Do you use clipless pedals? If yes, what are some tips/suggestions for beginners that you would share? If no, are you thinking of trying it out at all? 

I actually use flat pedals. I know they’re not as efficient but after my accident I have a mild fear of being attached to my bike, even though I know it’s unjustified as you can release very quickly!

What do you love about riding your bike? 

It’s hard to put into words but there’s something quite magical in manoeuvring a heaving beast of a fully-laden bike off the ground into the standing position, swinging your leg over and then, with one simply foot stroke, you glide away almost effortlessly!

Tell us about your bike(s), what they are like and why did you choose them? 

I’ve got a Trek 7.6 which was a fairly light-weight but not too expensive bike for my 100 mile race. I wanted a hybrid bike as I’m not familiar with drop handlebars and they scare me!  

For the Great Divide I got a 14” Surly Troll as they have a great rep as an off-road touring bike and, being 5ft 2, 29ers aren’t a great option for me so that rules out a few models.

What clothing/bike accessories do you love? What would you recommend to your friends? 

My FiveTen Freerider shoes are fab – so comfy and better than proper cycling shoes for when you need to get off and push – and Assos shorts cost a fortune but I love them!

What do you feel deters women from getting involved with cycling? 

If you’re talking about cycling touring specifically, I’d say it’s a fear of not knowing enough about the mechanics of bikes.
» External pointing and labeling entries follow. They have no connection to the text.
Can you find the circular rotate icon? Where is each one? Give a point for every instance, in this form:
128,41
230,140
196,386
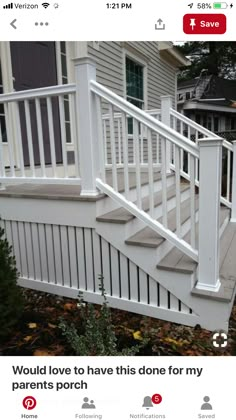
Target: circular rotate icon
156,398
29,403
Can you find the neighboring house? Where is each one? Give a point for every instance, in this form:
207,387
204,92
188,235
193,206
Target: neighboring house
210,101
93,155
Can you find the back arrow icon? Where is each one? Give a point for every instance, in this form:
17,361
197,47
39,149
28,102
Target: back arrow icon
12,24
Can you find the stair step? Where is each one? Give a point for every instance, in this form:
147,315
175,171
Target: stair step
177,261
148,238
122,215
144,178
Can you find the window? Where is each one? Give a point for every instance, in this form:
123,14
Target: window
134,86
134,83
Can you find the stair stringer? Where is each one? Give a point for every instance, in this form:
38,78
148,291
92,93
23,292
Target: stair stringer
146,259
209,314
107,205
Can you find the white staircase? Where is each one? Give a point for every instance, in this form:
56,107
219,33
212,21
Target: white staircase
165,235
167,266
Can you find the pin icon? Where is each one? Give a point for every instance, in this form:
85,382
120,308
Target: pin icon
29,403
156,398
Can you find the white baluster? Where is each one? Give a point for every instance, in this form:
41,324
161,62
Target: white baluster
177,189
125,154
150,173
63,135
192,199
164,183
40,136
209,206
137,162
51,136
113,148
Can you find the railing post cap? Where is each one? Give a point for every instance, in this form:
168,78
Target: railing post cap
84,60
166,97
210,142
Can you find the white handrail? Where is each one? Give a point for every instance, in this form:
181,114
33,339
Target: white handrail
145,119
38,93
199,128
118,115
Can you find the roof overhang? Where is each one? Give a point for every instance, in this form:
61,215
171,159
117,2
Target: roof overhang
190,105
171,53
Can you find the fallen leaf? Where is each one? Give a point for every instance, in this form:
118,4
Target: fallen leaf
28,338
32,325
52,325
41,353
137,335
69,306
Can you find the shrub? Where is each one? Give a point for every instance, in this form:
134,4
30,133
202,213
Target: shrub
11,301
98,338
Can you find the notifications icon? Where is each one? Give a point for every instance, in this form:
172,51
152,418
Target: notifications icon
29,403
156,398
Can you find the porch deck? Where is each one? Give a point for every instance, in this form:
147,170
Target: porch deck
71,192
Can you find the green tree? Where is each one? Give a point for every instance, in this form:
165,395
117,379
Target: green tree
11,301
218,58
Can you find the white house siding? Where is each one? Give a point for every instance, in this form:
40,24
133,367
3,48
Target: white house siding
160,76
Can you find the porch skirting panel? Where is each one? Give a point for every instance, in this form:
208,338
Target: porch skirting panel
66,260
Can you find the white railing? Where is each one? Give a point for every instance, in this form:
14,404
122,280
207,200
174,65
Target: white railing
36,136
194,132
156,113
142,122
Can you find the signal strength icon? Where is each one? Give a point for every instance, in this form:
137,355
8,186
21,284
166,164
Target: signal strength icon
8,6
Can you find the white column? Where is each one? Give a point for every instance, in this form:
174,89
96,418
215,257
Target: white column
233,212
85,71
166,104
209,213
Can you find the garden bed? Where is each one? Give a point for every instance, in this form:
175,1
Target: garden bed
37,332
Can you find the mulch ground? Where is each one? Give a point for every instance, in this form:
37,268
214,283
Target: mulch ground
37,332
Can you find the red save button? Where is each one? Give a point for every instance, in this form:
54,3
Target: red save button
195,24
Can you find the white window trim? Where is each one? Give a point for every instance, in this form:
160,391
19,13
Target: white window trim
143,63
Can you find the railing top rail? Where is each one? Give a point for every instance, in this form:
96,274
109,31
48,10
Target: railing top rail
38,93
118,115
147,120
200,128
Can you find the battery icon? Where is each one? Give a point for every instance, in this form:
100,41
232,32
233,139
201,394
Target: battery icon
221,5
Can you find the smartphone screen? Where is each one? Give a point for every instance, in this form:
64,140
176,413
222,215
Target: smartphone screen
117,210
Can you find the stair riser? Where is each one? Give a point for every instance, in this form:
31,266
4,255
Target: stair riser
106,205
135,225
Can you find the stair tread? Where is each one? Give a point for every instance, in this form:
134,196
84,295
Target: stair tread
147,237
122,215
144,179
177,261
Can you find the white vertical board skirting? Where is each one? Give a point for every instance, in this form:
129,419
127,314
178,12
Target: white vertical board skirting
74,258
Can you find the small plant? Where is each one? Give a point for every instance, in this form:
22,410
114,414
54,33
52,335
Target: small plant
11,301
99,337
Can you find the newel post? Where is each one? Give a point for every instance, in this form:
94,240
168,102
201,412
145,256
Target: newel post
85,71
210,160
233,212
166,104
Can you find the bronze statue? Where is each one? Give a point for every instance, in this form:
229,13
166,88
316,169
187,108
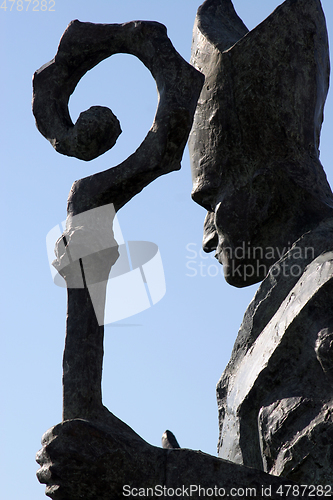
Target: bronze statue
255,165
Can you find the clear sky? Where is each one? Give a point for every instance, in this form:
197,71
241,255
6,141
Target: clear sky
161,366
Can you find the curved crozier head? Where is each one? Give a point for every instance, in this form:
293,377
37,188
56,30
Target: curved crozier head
254,143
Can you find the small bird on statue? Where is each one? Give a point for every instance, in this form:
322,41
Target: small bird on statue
169,440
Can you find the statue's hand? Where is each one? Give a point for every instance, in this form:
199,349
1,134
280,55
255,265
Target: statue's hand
80,459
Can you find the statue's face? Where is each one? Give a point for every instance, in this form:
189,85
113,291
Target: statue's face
242,224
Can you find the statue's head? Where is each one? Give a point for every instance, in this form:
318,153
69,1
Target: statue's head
255,140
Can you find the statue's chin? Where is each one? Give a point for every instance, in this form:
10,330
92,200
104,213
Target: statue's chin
241,273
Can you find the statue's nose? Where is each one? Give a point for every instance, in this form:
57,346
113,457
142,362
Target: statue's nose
210,236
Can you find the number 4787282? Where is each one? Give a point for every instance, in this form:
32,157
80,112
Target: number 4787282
24,5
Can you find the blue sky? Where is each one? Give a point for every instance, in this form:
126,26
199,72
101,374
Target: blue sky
161,366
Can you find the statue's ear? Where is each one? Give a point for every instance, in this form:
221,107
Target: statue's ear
263,97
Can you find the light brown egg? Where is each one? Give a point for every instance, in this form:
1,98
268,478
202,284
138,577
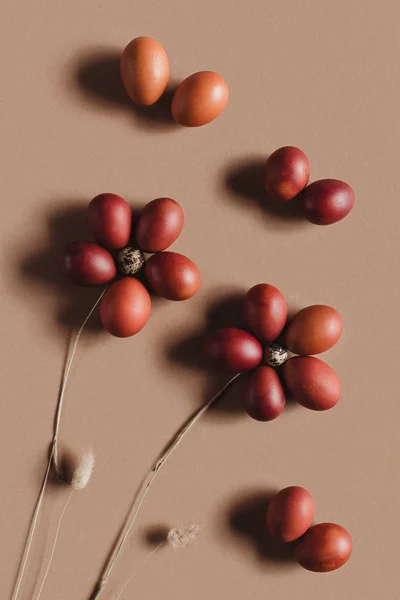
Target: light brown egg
144,70
200,99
I did a basic maintenance and still don’t know a lot about how to fix a bike but I knew enough to stay safe on the Divide. Unless you’re really, really remote, the chances are you can have a mechanical failure and someone will rescue you in a few hours so you don’t need to know how to fix anything but the basics of puncture repair and brake tightening are invaluable. 

What do you feel could happen to make changes and/or encourage more women to ride? 

I think blokes get a kick out of a bike being a machine to love and tinker with. I’m not sure women have the tinkering gene to the same extent and it’s more just a medium of transport! If more women felt comfortable in the fact that you don’t have to be part of a bike-loving, gear-nerd crowd to enjoy riding, there might be a few more female bikers.